Abstract

The overarching goal of this collaborative project is to make a step change in knowledge of dementia biomarkers by focusing on plasma proteome. We hypothesize that plasma is biologically informative due to the presence of protein signals: imprints of subclinical dementia progression that can be identified via repeated proteomic profiling decades before clinical symptoms, providing novel candidate targets for preventative treatments.
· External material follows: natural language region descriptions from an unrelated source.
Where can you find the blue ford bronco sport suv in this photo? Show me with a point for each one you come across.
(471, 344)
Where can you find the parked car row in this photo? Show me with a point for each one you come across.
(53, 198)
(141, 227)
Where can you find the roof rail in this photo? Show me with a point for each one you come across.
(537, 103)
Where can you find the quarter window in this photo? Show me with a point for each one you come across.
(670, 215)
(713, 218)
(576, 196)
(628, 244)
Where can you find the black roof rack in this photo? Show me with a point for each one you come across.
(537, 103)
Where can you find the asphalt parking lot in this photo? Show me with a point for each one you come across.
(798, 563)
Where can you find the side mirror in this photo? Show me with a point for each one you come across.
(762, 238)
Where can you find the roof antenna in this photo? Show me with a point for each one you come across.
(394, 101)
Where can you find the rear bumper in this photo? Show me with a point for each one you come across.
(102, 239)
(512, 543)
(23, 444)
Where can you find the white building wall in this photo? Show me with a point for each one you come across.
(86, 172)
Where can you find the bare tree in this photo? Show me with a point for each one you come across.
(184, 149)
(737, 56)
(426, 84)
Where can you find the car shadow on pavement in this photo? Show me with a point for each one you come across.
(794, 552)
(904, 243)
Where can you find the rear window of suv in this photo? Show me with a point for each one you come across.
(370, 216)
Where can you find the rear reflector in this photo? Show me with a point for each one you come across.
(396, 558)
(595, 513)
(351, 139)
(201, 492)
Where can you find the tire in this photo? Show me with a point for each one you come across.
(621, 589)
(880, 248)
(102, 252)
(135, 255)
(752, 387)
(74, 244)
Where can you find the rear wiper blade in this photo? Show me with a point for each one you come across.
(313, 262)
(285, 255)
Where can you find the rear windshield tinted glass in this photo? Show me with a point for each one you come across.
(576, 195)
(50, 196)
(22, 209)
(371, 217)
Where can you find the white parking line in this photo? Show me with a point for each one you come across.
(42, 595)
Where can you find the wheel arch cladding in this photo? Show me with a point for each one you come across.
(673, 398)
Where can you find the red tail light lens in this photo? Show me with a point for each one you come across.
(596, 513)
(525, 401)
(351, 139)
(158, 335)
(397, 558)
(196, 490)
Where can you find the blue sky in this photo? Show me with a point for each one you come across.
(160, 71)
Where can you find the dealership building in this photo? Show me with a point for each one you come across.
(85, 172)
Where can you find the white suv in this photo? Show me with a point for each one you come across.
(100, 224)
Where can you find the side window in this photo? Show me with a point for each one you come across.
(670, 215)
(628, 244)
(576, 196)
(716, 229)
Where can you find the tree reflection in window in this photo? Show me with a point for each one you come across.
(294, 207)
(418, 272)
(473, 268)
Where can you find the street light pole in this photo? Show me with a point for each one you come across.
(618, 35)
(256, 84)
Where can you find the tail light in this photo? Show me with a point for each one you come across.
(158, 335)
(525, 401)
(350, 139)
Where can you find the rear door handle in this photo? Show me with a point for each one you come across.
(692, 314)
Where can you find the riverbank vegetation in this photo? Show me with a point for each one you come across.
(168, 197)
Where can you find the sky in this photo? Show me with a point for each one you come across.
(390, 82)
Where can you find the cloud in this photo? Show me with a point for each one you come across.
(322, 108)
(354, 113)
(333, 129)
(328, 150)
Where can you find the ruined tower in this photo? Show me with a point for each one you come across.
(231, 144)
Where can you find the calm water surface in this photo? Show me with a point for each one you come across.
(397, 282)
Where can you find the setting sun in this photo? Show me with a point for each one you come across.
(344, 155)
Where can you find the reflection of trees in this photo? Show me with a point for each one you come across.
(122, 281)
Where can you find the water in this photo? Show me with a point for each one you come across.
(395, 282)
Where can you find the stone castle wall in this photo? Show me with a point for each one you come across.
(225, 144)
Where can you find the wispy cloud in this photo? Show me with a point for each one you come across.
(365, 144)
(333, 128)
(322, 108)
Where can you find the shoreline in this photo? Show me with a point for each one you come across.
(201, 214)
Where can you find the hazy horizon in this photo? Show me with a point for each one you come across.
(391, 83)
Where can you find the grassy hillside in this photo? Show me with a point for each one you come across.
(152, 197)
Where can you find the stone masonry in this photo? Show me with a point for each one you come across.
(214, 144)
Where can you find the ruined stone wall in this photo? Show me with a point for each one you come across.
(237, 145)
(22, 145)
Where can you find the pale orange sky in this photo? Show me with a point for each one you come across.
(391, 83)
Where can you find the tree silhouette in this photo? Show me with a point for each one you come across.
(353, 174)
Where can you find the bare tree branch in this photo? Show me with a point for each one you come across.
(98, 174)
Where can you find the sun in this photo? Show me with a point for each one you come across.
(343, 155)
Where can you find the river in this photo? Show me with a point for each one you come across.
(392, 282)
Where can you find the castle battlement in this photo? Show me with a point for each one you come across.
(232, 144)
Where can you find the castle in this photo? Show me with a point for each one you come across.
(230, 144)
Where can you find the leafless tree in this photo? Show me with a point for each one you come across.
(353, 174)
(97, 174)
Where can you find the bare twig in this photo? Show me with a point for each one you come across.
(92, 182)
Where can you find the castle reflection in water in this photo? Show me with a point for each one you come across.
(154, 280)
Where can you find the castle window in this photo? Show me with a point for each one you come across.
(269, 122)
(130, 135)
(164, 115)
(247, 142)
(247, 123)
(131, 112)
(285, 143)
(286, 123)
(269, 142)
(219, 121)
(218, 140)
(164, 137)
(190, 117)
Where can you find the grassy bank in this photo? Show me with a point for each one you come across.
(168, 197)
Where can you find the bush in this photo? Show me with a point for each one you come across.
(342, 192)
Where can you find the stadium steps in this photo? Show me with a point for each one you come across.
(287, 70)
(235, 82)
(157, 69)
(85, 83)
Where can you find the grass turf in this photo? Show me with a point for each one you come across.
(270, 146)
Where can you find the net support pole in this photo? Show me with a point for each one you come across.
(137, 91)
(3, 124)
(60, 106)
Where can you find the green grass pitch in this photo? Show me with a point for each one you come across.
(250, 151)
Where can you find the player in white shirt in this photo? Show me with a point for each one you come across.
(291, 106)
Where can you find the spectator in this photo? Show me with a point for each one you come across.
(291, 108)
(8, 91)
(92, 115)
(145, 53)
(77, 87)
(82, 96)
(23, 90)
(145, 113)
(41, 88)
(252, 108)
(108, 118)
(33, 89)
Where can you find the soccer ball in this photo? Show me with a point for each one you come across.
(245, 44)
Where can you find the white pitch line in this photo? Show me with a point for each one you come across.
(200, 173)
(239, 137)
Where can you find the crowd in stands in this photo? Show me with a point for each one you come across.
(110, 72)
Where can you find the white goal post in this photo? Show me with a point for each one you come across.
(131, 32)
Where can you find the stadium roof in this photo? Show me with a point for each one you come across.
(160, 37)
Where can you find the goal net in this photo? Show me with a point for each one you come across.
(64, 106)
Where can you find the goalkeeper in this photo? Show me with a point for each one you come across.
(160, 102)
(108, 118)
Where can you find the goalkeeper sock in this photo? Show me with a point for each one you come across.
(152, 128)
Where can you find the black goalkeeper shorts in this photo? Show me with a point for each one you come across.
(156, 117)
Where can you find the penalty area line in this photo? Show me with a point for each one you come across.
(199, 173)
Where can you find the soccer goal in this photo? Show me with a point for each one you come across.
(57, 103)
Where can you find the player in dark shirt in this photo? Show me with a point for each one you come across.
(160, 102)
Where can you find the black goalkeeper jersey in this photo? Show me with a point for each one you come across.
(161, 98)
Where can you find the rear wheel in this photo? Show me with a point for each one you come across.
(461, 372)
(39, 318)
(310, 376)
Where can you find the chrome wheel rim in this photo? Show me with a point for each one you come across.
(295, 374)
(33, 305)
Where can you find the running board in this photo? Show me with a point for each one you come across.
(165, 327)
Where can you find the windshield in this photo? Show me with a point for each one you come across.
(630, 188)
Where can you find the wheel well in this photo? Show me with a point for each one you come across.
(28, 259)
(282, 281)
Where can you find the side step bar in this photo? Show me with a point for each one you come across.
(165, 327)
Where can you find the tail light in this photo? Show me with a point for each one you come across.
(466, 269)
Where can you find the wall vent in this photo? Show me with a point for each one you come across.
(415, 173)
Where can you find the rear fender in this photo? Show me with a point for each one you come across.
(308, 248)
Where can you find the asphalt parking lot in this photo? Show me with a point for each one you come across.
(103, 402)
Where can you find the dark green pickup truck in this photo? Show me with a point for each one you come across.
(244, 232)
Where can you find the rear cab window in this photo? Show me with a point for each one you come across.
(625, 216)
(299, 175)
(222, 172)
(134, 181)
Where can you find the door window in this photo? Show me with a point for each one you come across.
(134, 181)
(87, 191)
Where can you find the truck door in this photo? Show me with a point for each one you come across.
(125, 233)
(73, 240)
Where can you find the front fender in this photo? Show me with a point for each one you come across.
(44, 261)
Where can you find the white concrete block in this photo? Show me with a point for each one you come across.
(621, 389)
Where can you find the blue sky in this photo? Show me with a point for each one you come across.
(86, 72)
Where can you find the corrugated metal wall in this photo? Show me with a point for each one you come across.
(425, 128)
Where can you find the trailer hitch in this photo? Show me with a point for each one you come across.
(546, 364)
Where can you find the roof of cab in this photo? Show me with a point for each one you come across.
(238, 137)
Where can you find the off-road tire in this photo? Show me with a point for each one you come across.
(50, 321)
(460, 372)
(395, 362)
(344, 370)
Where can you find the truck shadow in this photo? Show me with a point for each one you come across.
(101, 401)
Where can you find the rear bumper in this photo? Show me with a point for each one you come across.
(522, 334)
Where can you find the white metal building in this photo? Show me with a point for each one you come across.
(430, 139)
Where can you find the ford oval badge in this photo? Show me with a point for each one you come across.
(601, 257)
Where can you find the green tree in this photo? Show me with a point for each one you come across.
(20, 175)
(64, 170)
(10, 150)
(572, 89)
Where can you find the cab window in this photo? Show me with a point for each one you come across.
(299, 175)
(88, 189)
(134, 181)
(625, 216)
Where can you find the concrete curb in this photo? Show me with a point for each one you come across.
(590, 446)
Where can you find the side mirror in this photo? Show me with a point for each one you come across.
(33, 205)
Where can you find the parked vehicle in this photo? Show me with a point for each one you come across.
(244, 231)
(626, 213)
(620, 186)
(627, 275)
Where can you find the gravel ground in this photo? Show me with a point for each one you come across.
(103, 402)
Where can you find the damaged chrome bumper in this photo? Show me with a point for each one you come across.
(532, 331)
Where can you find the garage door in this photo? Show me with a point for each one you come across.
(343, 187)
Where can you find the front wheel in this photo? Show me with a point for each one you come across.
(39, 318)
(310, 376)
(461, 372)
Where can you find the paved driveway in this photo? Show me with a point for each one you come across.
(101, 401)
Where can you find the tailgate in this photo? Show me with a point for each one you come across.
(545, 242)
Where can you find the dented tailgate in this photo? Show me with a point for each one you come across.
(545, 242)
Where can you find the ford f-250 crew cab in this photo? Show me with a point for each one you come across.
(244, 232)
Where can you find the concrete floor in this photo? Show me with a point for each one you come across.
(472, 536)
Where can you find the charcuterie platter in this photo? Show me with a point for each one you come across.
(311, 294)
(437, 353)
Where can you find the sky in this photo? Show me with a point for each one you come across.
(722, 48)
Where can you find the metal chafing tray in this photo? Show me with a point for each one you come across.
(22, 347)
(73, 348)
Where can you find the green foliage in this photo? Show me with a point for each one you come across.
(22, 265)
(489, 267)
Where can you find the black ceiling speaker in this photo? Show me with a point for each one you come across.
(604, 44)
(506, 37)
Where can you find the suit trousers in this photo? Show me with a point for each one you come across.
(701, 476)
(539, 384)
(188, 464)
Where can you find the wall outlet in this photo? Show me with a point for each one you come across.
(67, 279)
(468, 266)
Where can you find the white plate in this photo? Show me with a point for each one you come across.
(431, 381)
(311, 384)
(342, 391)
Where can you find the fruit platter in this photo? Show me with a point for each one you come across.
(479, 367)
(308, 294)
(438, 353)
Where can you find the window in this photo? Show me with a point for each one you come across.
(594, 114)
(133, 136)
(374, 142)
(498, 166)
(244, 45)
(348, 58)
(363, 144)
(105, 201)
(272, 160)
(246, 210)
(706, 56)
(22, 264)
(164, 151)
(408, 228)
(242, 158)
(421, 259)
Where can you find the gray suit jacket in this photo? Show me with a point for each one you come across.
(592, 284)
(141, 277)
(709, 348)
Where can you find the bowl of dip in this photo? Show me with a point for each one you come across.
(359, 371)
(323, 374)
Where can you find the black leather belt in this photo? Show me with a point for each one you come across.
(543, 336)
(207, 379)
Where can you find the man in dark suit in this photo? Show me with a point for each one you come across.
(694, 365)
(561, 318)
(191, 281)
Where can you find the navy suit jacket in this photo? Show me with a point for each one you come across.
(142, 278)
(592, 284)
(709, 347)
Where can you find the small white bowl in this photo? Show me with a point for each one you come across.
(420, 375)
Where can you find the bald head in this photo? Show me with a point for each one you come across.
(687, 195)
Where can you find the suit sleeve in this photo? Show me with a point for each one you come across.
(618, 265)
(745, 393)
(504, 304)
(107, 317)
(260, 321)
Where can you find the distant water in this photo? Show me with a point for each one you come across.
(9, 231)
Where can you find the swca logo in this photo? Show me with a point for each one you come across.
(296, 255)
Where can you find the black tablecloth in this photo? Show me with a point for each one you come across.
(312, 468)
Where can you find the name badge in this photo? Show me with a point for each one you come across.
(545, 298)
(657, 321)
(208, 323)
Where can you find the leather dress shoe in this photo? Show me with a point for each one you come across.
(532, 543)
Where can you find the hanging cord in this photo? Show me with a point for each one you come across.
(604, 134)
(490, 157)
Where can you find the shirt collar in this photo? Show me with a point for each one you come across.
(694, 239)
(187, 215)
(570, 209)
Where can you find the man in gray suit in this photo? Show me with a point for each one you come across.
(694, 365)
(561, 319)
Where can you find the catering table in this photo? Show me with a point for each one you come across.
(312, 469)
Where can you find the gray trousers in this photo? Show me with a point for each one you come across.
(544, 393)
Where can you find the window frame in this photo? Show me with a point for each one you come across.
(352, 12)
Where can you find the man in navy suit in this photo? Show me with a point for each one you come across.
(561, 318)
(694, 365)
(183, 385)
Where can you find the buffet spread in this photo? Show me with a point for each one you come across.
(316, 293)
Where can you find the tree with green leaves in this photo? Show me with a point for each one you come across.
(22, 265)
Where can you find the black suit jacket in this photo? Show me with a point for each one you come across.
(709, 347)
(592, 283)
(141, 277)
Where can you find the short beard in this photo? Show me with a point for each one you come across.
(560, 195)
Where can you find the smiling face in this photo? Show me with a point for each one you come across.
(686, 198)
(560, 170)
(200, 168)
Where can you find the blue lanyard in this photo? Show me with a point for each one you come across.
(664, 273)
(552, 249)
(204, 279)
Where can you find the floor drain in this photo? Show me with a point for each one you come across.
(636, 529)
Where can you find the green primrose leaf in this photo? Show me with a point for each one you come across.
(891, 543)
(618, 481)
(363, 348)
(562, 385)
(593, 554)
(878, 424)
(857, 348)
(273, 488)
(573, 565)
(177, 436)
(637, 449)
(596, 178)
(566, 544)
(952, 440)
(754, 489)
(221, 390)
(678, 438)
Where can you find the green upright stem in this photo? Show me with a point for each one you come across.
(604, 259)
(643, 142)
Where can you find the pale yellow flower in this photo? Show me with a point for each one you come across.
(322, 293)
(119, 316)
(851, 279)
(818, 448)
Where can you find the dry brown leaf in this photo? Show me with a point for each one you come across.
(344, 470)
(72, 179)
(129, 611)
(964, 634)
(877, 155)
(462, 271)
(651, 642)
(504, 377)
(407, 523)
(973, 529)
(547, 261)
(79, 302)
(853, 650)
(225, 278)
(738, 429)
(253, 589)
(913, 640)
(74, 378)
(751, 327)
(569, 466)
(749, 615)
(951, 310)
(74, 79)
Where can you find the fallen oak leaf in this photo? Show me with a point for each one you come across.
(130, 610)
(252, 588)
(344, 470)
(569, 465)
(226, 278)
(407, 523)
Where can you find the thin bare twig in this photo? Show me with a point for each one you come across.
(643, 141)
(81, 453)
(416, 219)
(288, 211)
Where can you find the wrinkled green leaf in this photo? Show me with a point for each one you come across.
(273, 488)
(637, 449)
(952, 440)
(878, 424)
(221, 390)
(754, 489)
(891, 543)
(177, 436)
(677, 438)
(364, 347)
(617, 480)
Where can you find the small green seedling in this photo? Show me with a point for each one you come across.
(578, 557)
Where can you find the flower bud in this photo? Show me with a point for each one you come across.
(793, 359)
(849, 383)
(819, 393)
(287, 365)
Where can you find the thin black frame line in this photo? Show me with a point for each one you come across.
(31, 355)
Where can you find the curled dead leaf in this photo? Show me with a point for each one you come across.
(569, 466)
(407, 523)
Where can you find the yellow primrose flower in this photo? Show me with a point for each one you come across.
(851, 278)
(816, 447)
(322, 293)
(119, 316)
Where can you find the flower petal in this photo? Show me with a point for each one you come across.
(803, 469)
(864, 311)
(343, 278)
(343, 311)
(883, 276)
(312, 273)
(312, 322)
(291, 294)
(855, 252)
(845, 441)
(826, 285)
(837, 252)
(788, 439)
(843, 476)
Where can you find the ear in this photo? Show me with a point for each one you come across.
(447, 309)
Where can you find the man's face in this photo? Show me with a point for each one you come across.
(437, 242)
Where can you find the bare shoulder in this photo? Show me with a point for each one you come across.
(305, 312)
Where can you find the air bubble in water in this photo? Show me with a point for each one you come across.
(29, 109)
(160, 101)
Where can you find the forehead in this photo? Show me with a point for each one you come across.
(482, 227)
We will use the largest plasma proteome platform currently available, with three aims, to (1) prospectively examine 4,993 plasma proteins in relation to subsequent accelerated cognitive decline and clinical dementia across multiple cohort studies; (2) determine whether the protein hits identified in aim 1 have a causal association with dementia, whether modifiable and druggable, using analysis stratified by time between protein measurement and dementia onset and Mendelian Randomization framework in relation to novel genome-wide, and druggable-genome arrays; and (3) examine whether proteins predicting dementia risk are imprints of risk factors for dementia.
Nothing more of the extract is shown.